Sep 13, 2024 4 min read capacity-management

Heart of the Swarm

Blizzard really did lean heavily on that corruption theme for a while. All credit to them I suppose

For the last three and a bit years at Atlassian I've been immersed in the capacity management domain.

It's a pretty good domain; interesting without being mind-meltingly complex, impactful without being monstrously high-pressure, and data-oriented without requiring everyone to be a statistician.

While I wouldn't say I'm an expert, I like to think I understand it well enough to explain it at least some of the concepts.

Like what capacity actually is and how you can calculate it.

Armies Will Be Shattered

In abstract terms, the capacity of a software system is the amount of users that can be served without the user experience degrading to an unacceptable level.

Annoyingly enough, there isn't always a specific and easily predictable number of users where everything breaks. It's more of a probability curve, where, as the number of users grows, there is an increased chance that something bad will happen.

That is one of the reasons why, when it comes to capacity management, shards are not buckets and users are not water.

Concepts aside, any capacity management process or system needs to have an actual definition of capacity. A numerical value that can be used to make decisions.

With this definition, you can know:

how much available capacity you have
how much capacity is being consumed
the rate at which those two values are converging

Calculating capacity is a fairly involved process, and it all starts with metrics.

Worlds Will Burn

In this context, a metric is a dimension of either the shard or the user, typically for a single point-in-time.

If you're paying attention to your software system from an operational point of view, you're probably already monitoring a whole bunch of metrics and know which ones are relevant from the perspective of user experience.

The amount of data stored in your (probably) infinitely scalable binary storage mechanism? That doesn't really matter.

But the CPU usage of the underlying RDS database, which is uncapable of scaling automatically? That probably relevant to understanding your capacity.

But looking at raw metrics isn't enough when it comes to capacity management, especially if they are changing constantly, like most metrics do. There is too much noise to make long-term capacity decisions.

So the next step towards calculating capacity is to abstract them into profiles.

Vengeance Will Be Mine

A profile is an aggregation of the relevant capacity metrics for a shard or user, bundled together in a handy data structure that is easier to reason about.

The intent of a profile is to draw a pattern out of the noise, discarding the data points that don't meaningfully impact capacity over the long-term and keeping the ones that do.
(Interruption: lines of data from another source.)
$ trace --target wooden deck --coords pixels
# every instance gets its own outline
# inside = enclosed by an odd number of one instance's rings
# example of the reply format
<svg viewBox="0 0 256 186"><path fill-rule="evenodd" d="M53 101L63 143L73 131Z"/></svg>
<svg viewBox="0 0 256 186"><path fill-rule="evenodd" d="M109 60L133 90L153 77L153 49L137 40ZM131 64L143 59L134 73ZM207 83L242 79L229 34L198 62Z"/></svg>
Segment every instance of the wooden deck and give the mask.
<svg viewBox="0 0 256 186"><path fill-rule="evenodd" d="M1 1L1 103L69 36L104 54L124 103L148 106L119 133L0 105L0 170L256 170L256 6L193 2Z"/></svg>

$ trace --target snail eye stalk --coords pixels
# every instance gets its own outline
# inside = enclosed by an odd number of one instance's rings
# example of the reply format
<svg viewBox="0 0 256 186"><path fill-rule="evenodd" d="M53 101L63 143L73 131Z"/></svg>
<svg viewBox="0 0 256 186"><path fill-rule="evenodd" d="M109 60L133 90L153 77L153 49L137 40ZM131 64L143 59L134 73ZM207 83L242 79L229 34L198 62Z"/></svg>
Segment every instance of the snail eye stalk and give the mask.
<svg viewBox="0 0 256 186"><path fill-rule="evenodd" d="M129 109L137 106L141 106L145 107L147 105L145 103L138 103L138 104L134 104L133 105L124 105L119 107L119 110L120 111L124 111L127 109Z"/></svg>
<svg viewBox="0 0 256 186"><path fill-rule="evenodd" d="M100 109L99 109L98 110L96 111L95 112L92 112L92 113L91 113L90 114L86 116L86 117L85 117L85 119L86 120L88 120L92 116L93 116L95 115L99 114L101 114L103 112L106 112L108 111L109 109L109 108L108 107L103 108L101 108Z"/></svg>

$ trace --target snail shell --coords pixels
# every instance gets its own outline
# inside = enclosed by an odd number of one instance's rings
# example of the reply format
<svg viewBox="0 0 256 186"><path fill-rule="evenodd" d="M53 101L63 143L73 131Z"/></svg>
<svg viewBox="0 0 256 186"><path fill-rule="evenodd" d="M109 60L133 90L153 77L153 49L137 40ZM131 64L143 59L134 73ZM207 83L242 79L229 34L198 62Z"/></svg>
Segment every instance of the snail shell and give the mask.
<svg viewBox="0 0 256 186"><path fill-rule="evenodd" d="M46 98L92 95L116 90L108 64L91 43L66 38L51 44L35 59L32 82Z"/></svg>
Constructing a profile typically involves applying some sort of aggregate function over a window of time for each metric, like the MAX RDS CPU Usage over the last seven days or something like that. The profile is still anchored to a point-in-time, just like the metrics are, but it encapsulates within it information about the data leading up to that point.
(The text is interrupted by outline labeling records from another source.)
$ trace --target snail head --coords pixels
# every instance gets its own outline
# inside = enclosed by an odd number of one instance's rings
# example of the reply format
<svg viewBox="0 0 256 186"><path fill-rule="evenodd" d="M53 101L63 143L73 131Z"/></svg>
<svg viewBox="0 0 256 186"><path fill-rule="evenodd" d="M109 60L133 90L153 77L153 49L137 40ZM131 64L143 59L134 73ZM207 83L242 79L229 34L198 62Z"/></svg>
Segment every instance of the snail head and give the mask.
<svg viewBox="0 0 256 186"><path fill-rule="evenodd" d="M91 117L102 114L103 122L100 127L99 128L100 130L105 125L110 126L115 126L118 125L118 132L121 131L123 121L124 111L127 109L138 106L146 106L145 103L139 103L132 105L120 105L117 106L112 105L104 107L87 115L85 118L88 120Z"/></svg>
As you might imagine, deciding what aggregations to run on your raw metrics in order to create a profile can be somewhat complicated. If you have someone who is good at math and statistics, this is a great problem to give them.
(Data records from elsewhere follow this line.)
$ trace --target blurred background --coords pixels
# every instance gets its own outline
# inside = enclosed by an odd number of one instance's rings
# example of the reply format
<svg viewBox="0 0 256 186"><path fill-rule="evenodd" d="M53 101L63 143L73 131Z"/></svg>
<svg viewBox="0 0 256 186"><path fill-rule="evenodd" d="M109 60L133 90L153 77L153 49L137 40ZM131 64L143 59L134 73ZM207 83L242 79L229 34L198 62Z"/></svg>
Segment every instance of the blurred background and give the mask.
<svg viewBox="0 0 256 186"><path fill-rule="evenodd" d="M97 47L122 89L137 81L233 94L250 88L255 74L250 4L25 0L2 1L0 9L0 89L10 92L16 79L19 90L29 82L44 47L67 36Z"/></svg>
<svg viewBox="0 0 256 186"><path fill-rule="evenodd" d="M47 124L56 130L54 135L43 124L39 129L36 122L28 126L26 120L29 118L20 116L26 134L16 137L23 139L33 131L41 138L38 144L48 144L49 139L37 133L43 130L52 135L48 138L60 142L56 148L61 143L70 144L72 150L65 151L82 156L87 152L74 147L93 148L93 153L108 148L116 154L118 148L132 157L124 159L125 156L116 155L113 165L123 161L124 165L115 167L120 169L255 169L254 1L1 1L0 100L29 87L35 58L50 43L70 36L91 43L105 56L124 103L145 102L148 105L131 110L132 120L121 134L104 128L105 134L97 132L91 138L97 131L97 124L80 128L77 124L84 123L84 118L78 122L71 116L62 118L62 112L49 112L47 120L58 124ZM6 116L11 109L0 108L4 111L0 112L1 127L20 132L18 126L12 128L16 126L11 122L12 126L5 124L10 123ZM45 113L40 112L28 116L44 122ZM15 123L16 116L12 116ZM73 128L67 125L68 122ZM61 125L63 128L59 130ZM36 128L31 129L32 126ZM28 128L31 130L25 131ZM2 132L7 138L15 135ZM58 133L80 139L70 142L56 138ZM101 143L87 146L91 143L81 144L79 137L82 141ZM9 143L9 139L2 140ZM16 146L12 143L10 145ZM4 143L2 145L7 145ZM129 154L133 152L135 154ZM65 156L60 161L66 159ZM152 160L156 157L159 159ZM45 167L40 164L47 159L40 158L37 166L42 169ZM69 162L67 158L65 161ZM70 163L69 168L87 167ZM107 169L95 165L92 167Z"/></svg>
They love this sort of stuff.

If you don't have someone like that, well you better hope that you have access to a strongly-opinionated platform that guides you in the right direction, because otherwise you're in for a lot of trial and error.

Profiles are an improvement over raw metrics, being less noisy and showing high-level patterns more clearly, but they are still just another stepping stone on the path to actually being able to manage capacity.

You also need to identify constraints.

The Swarm Calls

Constraints are the breakpoints for your software system. The metric values at which things start to degrade enough that you are no longer comfortable putting more users into a shard.

They only really apply to the shard, because they are the containers, so for each metric in your profile, you need to select a numerical value and some comparator that defines when the metric is constrained.

For example, you might say that the MAX RDS CPU Usage shouldn't be any higher than 55%. Once it breaches that, the shard is considered at capacity and should no longer be available, at least until it goes below that point again.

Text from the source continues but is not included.